His response was cautious but positive. ''I don't want to underplay the situation, to say it's not a solvency problem, it's a profitability problem doesn't mean that one underplays but figure wise, we see from a solvency viewpoint, our banks are better off than years ago but our banks do have profitability issues, especially those with a high share of NPLs (non-performing loans), but not only those with high share of NPLs, some of it has to do with weak growth performance of the past few years.
Draghi added that he was pretty confident that "strong supervision, robust regulation and better communication by supervisory authorities will still improve the situation and the perception in the rest of the world's eyes."

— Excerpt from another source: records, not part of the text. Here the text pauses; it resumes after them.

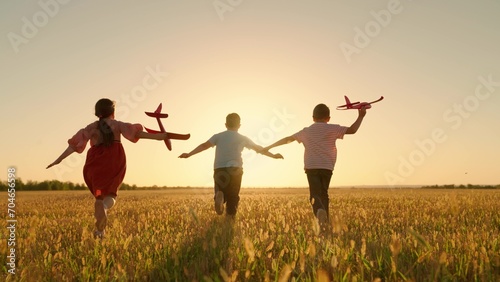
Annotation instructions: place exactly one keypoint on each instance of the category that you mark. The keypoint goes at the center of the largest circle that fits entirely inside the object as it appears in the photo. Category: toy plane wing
(159, 115)
(357, 105)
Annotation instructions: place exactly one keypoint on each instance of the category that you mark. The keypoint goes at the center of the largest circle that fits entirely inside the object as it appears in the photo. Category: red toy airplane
(357, 105)
(158, 115)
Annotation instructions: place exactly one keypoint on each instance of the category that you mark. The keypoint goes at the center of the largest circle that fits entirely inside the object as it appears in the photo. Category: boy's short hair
(321, 111)
(233, 120)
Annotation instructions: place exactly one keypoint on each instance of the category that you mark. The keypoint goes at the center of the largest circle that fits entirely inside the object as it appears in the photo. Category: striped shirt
(319, 143)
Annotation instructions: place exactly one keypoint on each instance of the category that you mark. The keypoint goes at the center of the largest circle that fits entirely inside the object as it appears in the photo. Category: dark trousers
(319, 181)
(228, 181)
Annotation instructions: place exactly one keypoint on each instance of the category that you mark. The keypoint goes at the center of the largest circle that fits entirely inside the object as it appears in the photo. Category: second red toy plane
(159, 115)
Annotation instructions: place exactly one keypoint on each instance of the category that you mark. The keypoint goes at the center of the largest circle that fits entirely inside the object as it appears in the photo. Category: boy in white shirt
(228, 164)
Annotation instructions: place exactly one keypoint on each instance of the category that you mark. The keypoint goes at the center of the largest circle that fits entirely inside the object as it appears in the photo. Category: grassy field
(175, 235)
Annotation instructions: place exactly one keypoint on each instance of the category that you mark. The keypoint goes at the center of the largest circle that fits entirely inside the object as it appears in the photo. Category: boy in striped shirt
(320, 154)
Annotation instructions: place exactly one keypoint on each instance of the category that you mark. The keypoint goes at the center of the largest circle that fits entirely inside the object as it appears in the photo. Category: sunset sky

Call me cynical but I'm not sure the EBA's "steady state" monitoring communication is quite what investors are looking for. Especially when you have a panel of respected academics including ZEW's Sascha Steffen suggesting this month that European banks need 900 billion euros ($1 trillion) of fresh capital to convince investors they are robust. Who knows? But just compare that to the 280 billion euros the EBA says has been pumped in since 2011.
Plus the report's authors also point out that the 34 listed banks in the latest stress tests results have lost on average 33 per cent of their book value since the last stress tests were done less than two years ago. A clear sign in my mind that the market still had significant concerns about the health of bank balance sheets and their ability to make profits.
That's not to say plenty of progress has been made on capital levels and liquidity. Yet as Barclays Chief Executive Jes Staley told CNBC Friday that, for all that progress, the European banks are weighing on the region's growth. "If you look at the top 12 banks across Europe, on average they're trading at about a 50 percent discount to book value. That's not healthy for the financial system, that's not healthy for the European economy."
Mario Draghi has alluded that there are a few different issues here. Fears about a lack of capital and then the ability of banks to make profits particularly in a zero or negative interest rate environment (the latter wasn't even accounted for in the current stress tests but that's another issue).
Banks are adapting to meet the challenges although Staley argues for more work on that front, telling CNBC "the banks need to get into a better position of profitability."